I agree that they are not that similar, and I have never suggested that they are. The reason I brought in the South Africa comparison, and majored on it, is that legal opinion says that this Bill would have made the anti-apartheid campaigns of the late 1960s, 1970s and 1980s illegal. That is why I brought the argument into play. It is not to advocate a boycott, disinvestment or sanctions policy against Israel, which I have never done in this House or elsewhere. If noble Lords are going to disagree with me, as they are entitled to do, then they should make the case on the arguments as they stand.

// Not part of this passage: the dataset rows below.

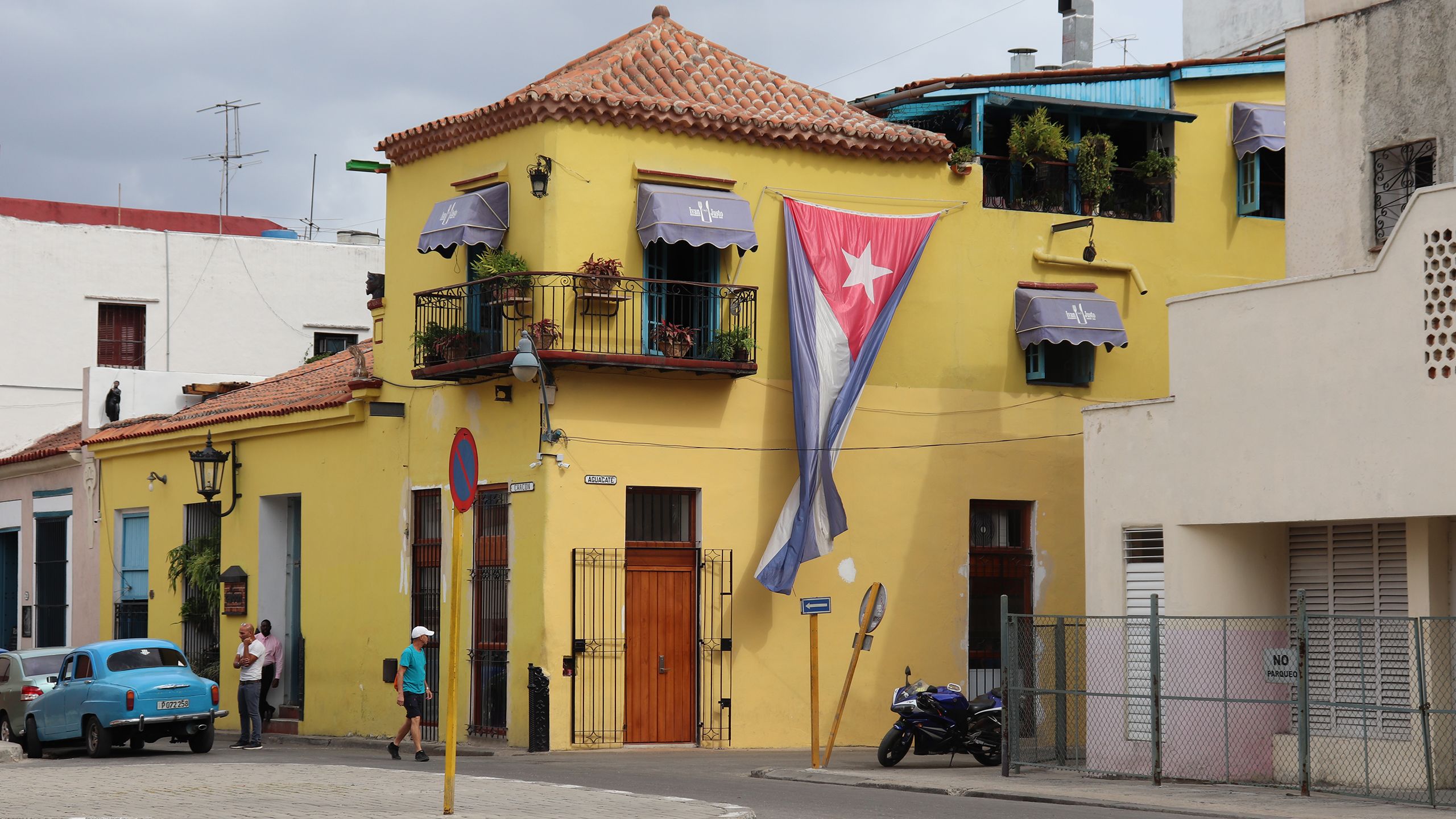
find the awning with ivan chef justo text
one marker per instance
(478, 218)
(698, 216)
(1077, 317)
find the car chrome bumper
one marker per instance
(169, 719)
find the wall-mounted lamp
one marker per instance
(526, 366)
(209, 462)
(539, 174)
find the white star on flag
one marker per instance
(862, 270)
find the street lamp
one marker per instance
(526, 366)
(207, 465)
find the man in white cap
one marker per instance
(410, 684)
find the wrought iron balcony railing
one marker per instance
(471, 330)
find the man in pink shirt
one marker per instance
(273, 667)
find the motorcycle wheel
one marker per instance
(893, 748)
(989, 757)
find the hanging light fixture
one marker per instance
(539, 174)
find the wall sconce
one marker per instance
(209, 462)
(539, 174)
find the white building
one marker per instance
(86, 295)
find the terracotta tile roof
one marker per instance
(76, 213)
(46, 446)
(666, 78)
(326, 382)
(1077, 75)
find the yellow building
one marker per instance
(621, 557)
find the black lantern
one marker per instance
(209, 462)
(539, 174)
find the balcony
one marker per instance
(1050, 187)
(469, 331)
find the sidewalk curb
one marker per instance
(363, 742)
(803, 776)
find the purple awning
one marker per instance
(696, 216)
(478, 218)
(1068, 315)
(1256, 126)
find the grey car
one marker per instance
(25, 677)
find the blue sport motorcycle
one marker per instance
(941, 721)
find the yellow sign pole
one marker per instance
(854, 659)
(452, 636)
(814, 685)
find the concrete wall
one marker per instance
(233, 304)
(1228, 28)
(1366, 81)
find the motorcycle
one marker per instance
(941, 721)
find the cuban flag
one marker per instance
(848, 273)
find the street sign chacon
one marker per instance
(814, 605)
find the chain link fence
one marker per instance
(1358, 706)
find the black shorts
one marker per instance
(414, 706)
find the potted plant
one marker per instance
(673, 340)
(544, 333)
(507, 270)
(602, 274)
(1095, 161)
(1037, 139)
(733, 344)
(1156, 171)
(961, 159)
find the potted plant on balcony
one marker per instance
(733, 344)
(1037, 139)
(1156, 171)
(673, 340)
(601, 274)
(544, 333)
(963, 159)
(1095, 161)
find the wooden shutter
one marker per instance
(1143, 577)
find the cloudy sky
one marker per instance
(104, 94)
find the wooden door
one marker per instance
(660, 644)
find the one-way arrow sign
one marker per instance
(814, 605)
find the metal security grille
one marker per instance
(200, 640)
(50, 581)
(424, 597)
(597, 646)
(490, 582)
(715, 642)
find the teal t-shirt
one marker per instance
(414, 664)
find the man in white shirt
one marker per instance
(250, 682)
(273, 667)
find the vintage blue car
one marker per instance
(124, 691)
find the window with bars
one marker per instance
(1143, 577)
(121, 336)
(1398, 174)
(424, 595)
(490, 582)
(1353, 574)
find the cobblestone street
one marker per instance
(37, 791)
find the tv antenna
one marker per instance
(232, 149)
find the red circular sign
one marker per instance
(465, 470)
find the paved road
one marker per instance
(708, 776)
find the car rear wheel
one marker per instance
(32, 739)
(98, 739)
(201, 742)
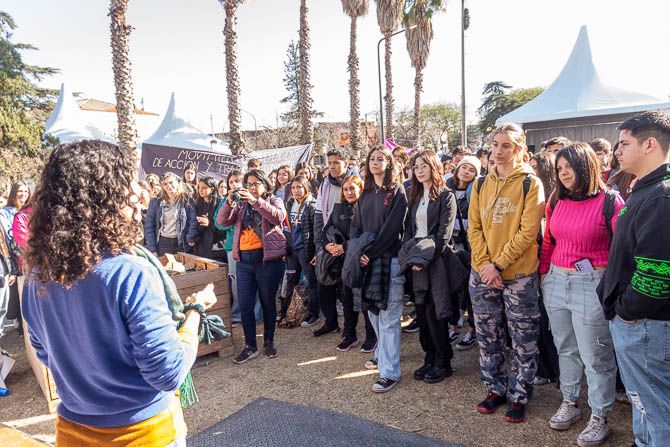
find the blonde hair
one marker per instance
(516, 135)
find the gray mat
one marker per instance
(270, 423)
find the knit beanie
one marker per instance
(471, 160)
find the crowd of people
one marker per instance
(557, 262)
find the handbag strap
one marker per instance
(462, 233)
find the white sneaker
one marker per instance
(595, 432)
(568, 413)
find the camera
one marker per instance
(236, 196)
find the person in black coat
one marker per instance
(301, 254)
(432, 212)
(205, 209)
(340, 218)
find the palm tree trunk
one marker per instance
(354, 84)
(305, 97)
(418, 87)
(123, 81)
(388, 98)
(232, 78)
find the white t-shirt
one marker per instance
(422, 215)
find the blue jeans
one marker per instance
(296, 264)
(387, 327)
(235, 308)
(581, 335)
(643, 353)
(263, 277)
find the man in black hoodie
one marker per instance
(635, 290)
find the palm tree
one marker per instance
(355, 9)
(232, 75)
(389, 15)
(419, 35)
(304, 86)
(123, 81)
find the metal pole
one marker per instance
(464, 127)
(381, 100)
(255, 128)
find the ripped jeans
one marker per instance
(643, 352)
(581, 335)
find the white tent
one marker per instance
(68, 123)
(578, 92)
(178, 133)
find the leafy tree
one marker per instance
(24, 107)
(499, 100)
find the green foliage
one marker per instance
(499, 100)
(24, 107)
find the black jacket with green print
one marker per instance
(636, 284)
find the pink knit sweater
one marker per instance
(579, 232)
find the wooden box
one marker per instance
(187, 283)
(200, 272)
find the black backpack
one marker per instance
(608, 211)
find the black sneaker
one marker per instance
(323, 330)
(467, 342)
(491, 403)
(310, 321)
(437, 374)
(247, 354)
(369, 345)
(383, 385)
(347, 343)
(412, 327)
(371, 364)
(420, 373)
(516, 413)
(270, 350)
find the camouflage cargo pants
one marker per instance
(517, 304)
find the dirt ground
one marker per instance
(310, 371)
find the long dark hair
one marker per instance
(584, 163)
(391, 176)
(432, 160)
(76, 216)
(546, 171)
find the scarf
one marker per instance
(212, 325)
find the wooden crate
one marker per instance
(187, 283)
(208, 271)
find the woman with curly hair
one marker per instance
(171, 224)
(380, 211)
(117, 375)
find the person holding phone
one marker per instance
(97, 314)
(574, 255)
(259, 247)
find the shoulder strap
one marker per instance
(480, 182)
(608, 211)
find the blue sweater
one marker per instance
(109, 341)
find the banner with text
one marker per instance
(161, 159)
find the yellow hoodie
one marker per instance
(503, 227)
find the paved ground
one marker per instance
(309, 371)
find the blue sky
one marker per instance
(177, 46)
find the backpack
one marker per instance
(608, 211)
(297, 308)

Since the noble Baroness has intervened again on this, I am sure she has read widely on it, and I am not going to disagree with that, but Nelson Mandela did not agree with her. He said that sanctions were critical. They were not the only thing, and I did not say that they were. The internal contradictions of the system, the fact that the economy was almost on the point of collapse by the time that President de Klerk released Nelson Mandela, that the country was on the brink of civil war and facing the abyss in that respect, was why the people who had imprisoned him for 27 years and oppressed his people were forced to negotiate with him, both for his freedom and for that of his people. It was an accumulation of factors, but sanctions were certainly very effective. The noble Baroness spoils her case about Israel by seeking to deny that.
The noble Lord, Lord Pickles, made a strong point that there are others culpable for the environmental destruction, and I have never denied that. He made some important points about the culpability of Hamas as well.